Henda Ayari, ex-salafiste devenue militante féministe laïque, avait été la première à porter plainte contre l'islamologue fin 2017, dans la foulée de l'affaire Weinstein. Sa première confrontation ce jeudi avec le théologien, incarcéré depuis début février 2018, a mis en lumière des incohérences dans ses accusations.

Tariq Ramadan à Genève en 2007
Tariq Ramadan à Genève en 2007 © Maxppp / Salvatore Di Nolfi/EPA/Newscom

Un premier rendez-vous en février dernier, pendant la garde à vue de Tariq Ramadan, avait été annulé à sa demande. Henda Ayari avait été la première à l'accuser de viol. Un viol qui, dans ses premiers souvenirs livrés aux enquêteurs, remontait à la fin du mois de mars 2012, ou peut-être tout début avril, à l'hôtel Holiday Inn de la gare de l'Est, à Paris.

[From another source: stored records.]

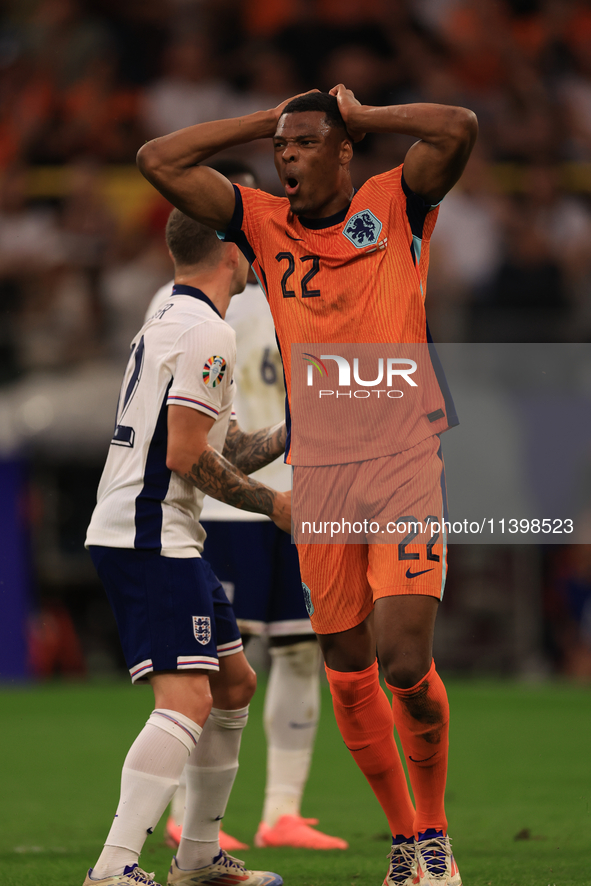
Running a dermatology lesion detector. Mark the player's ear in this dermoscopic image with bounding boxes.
[339,138,353,166]
[224,243,242,270]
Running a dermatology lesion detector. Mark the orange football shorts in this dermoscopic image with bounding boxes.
[292,436,447,634]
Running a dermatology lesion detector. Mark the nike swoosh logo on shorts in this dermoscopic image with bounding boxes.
[406,566,435,578]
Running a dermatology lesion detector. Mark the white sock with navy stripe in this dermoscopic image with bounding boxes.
[177,706,248,871]
[92,709,202,880]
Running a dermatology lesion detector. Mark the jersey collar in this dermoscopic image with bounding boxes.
[298,188,357,231]
[298,206,349,231]
[172,283,224,320]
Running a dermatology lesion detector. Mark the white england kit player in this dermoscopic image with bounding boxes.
[85,210,290,886]
[146,159,348,851]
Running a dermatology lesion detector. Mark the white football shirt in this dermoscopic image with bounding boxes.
[146,281,291,521]
[86,285,236,558]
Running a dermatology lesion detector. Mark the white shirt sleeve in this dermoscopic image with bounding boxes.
[166,321,236,418]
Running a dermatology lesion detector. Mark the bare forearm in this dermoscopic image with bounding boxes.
[224,421,286,474]
[137,111,276,225]
[138,111,277,180]
[347,103,476,142]
[182,446,275,517]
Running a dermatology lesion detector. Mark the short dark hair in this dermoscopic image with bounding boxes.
[281,92,347,133]
[165,209,222,267]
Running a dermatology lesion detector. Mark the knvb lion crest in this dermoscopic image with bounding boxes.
[343,209,382,249]
[203,356,226,388]
[193,615,211,646]
[302,582,314,615]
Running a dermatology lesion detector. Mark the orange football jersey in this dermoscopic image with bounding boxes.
[225,166,457,463]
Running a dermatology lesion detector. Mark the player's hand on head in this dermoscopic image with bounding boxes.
[329,83,365,142]
[273,89,320,125]
[271,490,291,535]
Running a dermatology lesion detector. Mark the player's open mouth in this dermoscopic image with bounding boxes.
[284,175,300,197]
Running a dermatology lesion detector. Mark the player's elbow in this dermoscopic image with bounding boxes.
[166,451,183,476]
[449,108,478,148]
[136,139,162,182]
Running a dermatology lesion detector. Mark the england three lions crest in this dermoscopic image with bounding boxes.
[193,615,211,646]
[343,209,382,249]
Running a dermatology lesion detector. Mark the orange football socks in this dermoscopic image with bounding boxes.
[388,661,449,836]
[325,661,415,837]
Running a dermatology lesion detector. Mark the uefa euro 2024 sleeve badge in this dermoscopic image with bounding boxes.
[343,209,382,249]
[193,615,211,646]
[203,356,226,388]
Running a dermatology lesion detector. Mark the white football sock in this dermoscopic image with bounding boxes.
[170,769,187,827]
[263,640,320,827]
[177,706,248,871]
[92,709,201,880]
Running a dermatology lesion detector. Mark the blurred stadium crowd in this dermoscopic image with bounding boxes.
[0,0,591,676]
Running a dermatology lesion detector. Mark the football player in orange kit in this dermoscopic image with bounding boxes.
[138,84,477,886]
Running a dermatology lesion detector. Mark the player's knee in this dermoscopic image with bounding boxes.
[380,651,431,689]
[212,658,257,711]
[269,639,320,679]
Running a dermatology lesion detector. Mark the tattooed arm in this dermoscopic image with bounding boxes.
[224,420,286,474]
[166,405,291,532]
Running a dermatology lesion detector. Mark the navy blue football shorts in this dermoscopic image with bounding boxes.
[89,545,242,683]
[203,520,314,637]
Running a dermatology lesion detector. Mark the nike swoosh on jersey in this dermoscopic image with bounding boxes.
[406,566,435,578]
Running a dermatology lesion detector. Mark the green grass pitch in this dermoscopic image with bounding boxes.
[0,681,591,886]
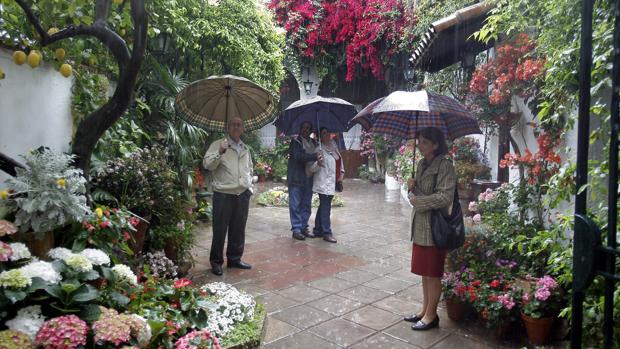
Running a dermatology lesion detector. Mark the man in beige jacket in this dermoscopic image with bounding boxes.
[202,117,253,275]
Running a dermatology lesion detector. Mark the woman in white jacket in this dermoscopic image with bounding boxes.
[310,127,344,242]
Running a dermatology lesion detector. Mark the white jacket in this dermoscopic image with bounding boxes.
[310,142,344,195]
[202,138,253,195]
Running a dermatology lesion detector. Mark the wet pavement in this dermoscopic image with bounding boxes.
[190,180,523,349]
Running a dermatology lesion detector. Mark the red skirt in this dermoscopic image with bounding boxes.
[411,244,448,277]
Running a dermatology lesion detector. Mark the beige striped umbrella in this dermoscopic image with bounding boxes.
[175,75,278,131]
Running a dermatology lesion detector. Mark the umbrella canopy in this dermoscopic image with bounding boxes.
[274,96,357,136]
[175,75,278,131]
[352,91,482,140]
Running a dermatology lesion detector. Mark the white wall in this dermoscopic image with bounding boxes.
[0,48,73,188]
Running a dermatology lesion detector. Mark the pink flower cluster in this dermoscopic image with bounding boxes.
[174,330,221,349]
[93,308,131,346]
[534,275,558,301]
[34,315,88,349]
[497,294,515,310]
[0,241,13,262]
[478,188,495,201]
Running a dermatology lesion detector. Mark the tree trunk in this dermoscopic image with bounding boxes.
[497,123,511,183]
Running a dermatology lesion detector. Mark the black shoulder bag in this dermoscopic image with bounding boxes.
[431,175,465,250]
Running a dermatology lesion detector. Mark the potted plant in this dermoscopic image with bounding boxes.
[254,162,273,182]
[521,275,564,345]
[474,274,518,339]
[0,147,91,258]
[441,267,475,321]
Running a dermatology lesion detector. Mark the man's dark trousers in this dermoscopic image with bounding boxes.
[209,190,252,265]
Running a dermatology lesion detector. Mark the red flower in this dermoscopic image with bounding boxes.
[174,279,192,288]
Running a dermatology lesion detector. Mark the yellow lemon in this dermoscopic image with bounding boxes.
[54,48,65,61]
[13,51,26,65]
[28,50,41,69]
[59,63,73,78]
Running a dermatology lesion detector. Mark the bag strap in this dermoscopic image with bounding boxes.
[433,173,459,217]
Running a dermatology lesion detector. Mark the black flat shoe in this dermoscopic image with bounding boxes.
[211,264,223,276]
[403,314,422,323]
[411,316,439,331]
[228,261,252,269]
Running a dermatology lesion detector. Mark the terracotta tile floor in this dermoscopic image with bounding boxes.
[191,180,525,349]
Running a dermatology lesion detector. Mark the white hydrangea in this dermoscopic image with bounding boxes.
[65,254,93,273]
[80,248,110,265]
[9,242,32,262]
[201,282,256,338]
[5,305,45,341]
[47,247,73,261]
[112,264,138,285]
[20,261,62,284]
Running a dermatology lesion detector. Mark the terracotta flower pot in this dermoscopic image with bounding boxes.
[446,298,467,322]
[521,313,555,345]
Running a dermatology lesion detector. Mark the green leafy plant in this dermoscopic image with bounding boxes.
[1,148,90,234]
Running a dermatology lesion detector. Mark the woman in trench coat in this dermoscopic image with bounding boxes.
[404,127,456,331]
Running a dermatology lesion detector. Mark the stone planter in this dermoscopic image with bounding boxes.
[385,174,400,190]
[128,216,151,255]
[521,313,555,345]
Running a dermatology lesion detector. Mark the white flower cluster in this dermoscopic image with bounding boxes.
[47,247,73,261]
[65,254,93,273]
[9,242,32,262]
[80,248,110,265]
[145,251,177,278]
[5,305,45,341]
[20,261,62,284]
[201,282,256,338]
[112,264,138,285]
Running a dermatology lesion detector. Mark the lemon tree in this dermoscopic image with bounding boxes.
[0,0,148,173]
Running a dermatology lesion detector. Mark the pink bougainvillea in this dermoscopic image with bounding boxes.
[269,0,415,81]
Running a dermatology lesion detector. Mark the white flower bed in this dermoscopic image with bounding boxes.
[201,282,256,338]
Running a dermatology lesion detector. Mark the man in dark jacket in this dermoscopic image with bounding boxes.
[286,122,322,240]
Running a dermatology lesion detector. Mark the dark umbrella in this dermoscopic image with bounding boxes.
[351,90,482,175]
[175,75,278,131]
[274,96,357,136]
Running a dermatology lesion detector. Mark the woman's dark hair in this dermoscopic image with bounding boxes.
[417,127,448,156]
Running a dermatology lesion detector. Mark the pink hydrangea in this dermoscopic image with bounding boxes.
[174,330,222,349]
[472,213,482,224]
[534,287,551,301]
[536,275,558,290]
[93,312,131,346]
[467,201,478,212]
[497,294,515,310]
[0,241,13,262]
[34,315,88,349]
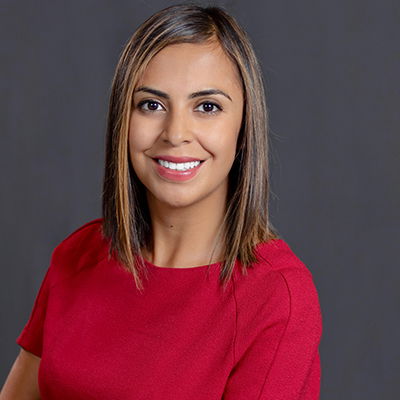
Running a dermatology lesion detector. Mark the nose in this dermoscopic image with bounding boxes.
[163,108,192,146]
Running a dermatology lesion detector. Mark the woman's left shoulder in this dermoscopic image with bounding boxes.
[255,238,312,276]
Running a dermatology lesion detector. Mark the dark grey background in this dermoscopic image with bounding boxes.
[0,0,400,400]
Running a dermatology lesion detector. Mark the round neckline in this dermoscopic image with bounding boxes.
[143,258,223,271]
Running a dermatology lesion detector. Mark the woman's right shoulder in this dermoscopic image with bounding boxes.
[51,218,108,278]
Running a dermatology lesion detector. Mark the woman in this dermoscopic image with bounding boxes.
[1,5,322,400]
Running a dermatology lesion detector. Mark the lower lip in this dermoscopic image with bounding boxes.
[153,159,204,182]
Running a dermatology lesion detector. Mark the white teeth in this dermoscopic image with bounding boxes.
[157,160,200,171]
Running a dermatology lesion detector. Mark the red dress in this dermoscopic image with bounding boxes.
[16,218,322,400]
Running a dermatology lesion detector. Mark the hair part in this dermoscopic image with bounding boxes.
[102,3,279,290]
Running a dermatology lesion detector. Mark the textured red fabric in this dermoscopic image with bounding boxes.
[16,218,322,400]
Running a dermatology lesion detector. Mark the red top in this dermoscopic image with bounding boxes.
[16,218,322,400]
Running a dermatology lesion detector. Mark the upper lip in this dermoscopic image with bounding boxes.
[153,156,203,163]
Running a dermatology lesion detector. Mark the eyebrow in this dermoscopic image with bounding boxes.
[135,86,232,101]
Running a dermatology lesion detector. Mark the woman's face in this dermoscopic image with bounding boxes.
[129,42,244,207]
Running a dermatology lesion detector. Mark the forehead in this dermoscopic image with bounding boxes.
[138,42,241,90]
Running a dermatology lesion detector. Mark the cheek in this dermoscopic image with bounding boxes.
[203,121,239,160]
[129,118,157,153]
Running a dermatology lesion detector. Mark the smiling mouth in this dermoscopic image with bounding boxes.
[152,158,205,172]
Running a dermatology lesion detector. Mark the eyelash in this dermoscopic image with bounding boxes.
[137,100,222,115]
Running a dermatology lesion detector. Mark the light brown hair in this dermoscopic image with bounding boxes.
[102,3,278,290]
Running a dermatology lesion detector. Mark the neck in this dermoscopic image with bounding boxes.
[143,185,226,268]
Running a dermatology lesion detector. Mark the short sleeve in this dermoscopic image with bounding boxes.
[222,268,322,400]
[16,253,52,357]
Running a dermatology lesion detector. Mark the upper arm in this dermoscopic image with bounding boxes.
[0,348,40,400]
[223,268,322,400]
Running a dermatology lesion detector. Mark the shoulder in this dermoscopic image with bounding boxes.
[236,239,322,329]
[49,218,108,285]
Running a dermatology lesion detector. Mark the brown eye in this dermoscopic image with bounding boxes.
[138,100,161,111]
[199,101,222,114]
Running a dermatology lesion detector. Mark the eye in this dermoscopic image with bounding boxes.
[199,101,222,114]
[137,100,161,112]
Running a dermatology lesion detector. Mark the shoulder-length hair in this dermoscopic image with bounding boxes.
[102,3,278,290]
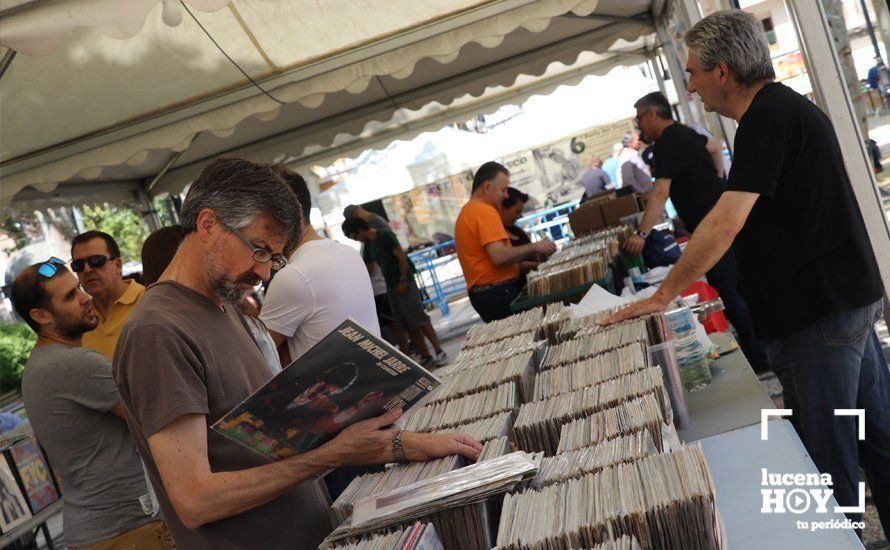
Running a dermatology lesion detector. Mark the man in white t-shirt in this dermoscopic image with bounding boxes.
[260,168,380,365]
[615,132,652,194]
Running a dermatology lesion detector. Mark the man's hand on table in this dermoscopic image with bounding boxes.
[532,239,556,256]
[323,409,482,466]
[624,235,646,256]
[322,409,402,466]
[402,432,482,462]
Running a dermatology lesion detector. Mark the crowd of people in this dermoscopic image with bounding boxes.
[6,11,890,549]
[12,157,481,549]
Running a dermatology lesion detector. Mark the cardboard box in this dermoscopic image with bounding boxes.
[569,199,606,237]
[600,195,640,225]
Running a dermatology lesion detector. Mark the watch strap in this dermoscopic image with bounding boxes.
[392,432,408,464]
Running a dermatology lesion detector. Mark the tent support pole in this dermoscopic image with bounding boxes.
[655,17,695,124]
[136,185,161,233]
[787,0,890,307]
[145,141,198,194]
[649,51,667,97]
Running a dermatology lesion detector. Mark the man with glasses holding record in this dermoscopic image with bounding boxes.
[12,258,173,550]
[114,156,482,550]
[71,231,145,361]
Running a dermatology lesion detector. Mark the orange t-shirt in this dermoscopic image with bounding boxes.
[454,199,519,290]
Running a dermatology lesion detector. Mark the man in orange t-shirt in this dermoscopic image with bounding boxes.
[454,162,556,323]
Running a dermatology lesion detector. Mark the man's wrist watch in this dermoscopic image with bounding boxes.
[392,432,408,464]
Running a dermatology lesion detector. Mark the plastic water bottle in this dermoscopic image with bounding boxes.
[665,307,711,391]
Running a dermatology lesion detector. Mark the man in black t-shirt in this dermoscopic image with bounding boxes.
[607,10,890,534]
[624,92,769,372]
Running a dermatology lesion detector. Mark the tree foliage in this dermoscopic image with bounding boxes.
[0,323,37,393]
[83,204,149,262]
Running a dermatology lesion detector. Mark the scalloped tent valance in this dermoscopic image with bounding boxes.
[0,0,661,209]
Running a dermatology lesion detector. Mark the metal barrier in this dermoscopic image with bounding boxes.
[408,240,467,315]
[408,201,579,315]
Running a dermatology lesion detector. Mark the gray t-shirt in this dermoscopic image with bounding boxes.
[22,344,156,546]
[114,281,331,550]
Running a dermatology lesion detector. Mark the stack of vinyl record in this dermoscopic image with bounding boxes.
[556,306,670,346]
[322,452,538,550]
[534,342,648,400]
[497,445,725,550]
[326,522,442,550]
[404,382,520,432]
[513,384,666,456]
[531,431,658,489]
[526,250,612,298]
[464,307,544,349]
[548,392,667,453]
[541,302,573,345]
[540,320,650,370]
[429,351,535,403]
[432,411,513,443]
[448,332,545,370]
[331,437,514,525]
[526,226,629,297]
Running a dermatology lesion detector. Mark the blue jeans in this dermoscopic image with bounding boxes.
[766,300,890,534]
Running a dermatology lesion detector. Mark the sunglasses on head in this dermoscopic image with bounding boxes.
[37,256,65,279]
[71,254,114,273]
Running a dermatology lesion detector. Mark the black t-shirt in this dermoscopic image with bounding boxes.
[727,83,883,339]
[654,123,723,232]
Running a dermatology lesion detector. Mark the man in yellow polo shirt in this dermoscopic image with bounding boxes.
[454,162,556,323]
[71,231,145,361]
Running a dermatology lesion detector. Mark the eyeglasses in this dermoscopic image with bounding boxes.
[37,256,65,279]
[223,224,287,271]
[71,254,115,273]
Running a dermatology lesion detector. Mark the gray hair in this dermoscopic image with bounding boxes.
[684,10,776,86]
[634,92,674,120]
[180,155,302,250]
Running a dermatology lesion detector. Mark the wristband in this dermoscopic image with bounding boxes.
[392,432,408,464]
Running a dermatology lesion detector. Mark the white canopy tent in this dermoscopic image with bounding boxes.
[0,0,663,206]
[0,0,890,298]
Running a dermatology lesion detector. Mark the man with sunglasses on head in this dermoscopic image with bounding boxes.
[12,258,173,550]
[114,156,482,550]
[71,231,145,361]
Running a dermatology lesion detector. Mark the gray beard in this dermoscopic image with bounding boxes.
[205,255,253,307]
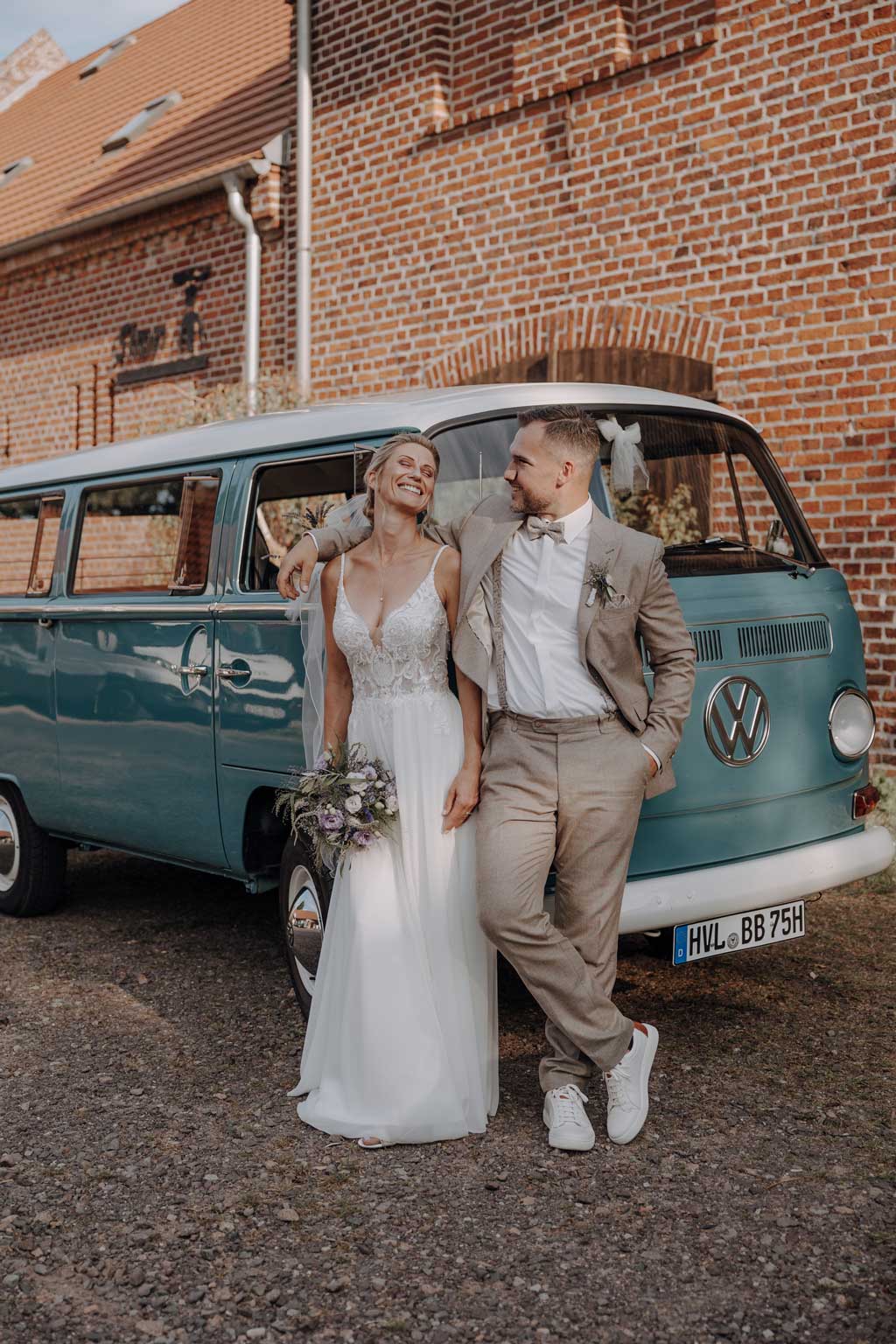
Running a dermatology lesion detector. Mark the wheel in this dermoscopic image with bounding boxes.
[0,780,66,917]
[643,925,676,961]
[279,836,333,1018]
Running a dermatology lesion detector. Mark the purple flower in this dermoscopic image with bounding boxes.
[317,808,346,830]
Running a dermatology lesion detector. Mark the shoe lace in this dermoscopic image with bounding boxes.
[554,1083,588,1125]
[603,1060,634,1110]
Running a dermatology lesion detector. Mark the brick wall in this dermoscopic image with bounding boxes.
[0,0,896,766]
[0,188,291,462]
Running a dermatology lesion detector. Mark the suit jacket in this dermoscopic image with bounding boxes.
[314,494,696,798]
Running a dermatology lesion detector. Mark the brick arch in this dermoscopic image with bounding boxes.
[424,304,724,387]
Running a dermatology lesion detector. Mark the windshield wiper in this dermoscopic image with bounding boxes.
[666,536,756,551]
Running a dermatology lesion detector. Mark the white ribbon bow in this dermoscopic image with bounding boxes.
[598,416,650,494]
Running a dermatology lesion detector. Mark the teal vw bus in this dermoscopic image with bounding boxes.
[0,383,893,1010]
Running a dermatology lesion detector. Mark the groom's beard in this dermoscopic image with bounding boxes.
[510,485,550,517]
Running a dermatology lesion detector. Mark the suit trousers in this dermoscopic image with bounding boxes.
[477,712,650,1091]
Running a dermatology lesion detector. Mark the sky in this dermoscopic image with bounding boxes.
[0,0,191,60]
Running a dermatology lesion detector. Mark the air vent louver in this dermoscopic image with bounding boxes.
[738,615,831,660]
[690,625,721,662]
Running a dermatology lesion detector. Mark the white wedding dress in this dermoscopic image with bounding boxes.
[290,551,499,1144]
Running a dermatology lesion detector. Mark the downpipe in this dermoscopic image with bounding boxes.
[221,173,262,416]
[296,0,313,406]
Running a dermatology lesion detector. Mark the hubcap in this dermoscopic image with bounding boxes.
[286,864,324,995]
[0,793,22,891]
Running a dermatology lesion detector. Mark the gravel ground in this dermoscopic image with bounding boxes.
[0,853,896,1344]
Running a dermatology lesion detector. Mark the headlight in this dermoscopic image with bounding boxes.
[828,691,874,760]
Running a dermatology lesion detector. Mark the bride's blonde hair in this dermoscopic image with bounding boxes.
[364,430,439,527]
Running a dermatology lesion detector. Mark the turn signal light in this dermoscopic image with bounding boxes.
[853,783,880,821]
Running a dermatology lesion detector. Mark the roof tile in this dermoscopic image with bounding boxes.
[0,0,294,253]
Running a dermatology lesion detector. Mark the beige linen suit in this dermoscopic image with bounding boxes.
[314,496,695,1090]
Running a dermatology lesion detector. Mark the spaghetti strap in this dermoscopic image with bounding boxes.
[427,546,447,578]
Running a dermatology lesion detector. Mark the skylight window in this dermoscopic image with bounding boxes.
[0,155,33,187]
[102,91,183,155]
[80,32,137,80]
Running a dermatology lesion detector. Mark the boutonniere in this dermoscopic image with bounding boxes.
[584,564,620,606]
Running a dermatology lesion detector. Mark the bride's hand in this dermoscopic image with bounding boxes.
[442,765,480,833]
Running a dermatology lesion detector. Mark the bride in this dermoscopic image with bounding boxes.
[290,433,499,1148]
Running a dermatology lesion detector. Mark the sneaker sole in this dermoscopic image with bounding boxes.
[607,1027,660,1144]
[542,1106,595,1153]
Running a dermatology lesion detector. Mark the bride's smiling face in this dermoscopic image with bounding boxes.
[368,444,437,516]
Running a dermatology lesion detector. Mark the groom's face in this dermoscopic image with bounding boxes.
[504,421,565,514]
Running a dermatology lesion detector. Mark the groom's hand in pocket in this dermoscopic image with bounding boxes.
[442,765,480,832]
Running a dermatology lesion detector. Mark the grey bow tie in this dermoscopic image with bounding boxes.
[525,514,565,544]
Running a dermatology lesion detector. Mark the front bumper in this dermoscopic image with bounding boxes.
[620,827,893,933]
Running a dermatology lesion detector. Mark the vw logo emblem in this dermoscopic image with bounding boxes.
[703,676,771,766]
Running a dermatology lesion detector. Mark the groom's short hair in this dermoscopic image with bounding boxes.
[517,406,600,471]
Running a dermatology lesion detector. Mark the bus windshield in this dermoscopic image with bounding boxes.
[435,407,825,577]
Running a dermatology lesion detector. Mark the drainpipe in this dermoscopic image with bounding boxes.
[296,0,312,404]
[221,173,262,416]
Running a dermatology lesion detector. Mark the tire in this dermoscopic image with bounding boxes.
[0,780,66,918]
[643,925,676,962]
[279,836,333,1018]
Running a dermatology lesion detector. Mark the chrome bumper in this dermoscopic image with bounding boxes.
[620,827,893,933]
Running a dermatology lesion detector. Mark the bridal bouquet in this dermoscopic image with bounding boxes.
[274,742,397,870]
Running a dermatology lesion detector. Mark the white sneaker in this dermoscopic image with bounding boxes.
[603,1023,660,1144]
[542,1083,594,1153]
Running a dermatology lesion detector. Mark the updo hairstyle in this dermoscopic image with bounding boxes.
[364,430,439,527]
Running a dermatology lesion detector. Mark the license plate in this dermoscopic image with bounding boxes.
[672,900,806,966]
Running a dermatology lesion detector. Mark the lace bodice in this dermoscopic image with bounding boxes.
[333,547,449,702]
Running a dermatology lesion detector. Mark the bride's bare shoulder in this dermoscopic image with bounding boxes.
[435,546,461,597]
[321,555,339,602]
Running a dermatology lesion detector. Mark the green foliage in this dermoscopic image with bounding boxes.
[274,742,397,870]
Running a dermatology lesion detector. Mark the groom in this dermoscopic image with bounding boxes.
[278,406,695,1151]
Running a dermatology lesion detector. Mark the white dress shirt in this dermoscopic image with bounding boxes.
[487,500,660,765]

Depuis, cette ancienne admiratrice du théologien a changé de version, après avoir fouillé dans son agenda et épluché ses chéquiers. Dans ses dernières déclarations devant les juges d'instruction, elle affirme ainsi que c'est en fait deux mois plus tard, le 26 mai 2012 qu'elle a été violée, dans un autre hôtel parisien, le Crowne Plaza, place de la République. Elle assure que ce jour-là, il pleuvait. Que d'ailleurs son brushing en a pâti. Mais les avocats du prédicateur suisse ont produit des relevés de Météo-France qui certifient que le soleil n'a cessé de briller ce jour-là. 

Les avocats réclament une "démise en examen"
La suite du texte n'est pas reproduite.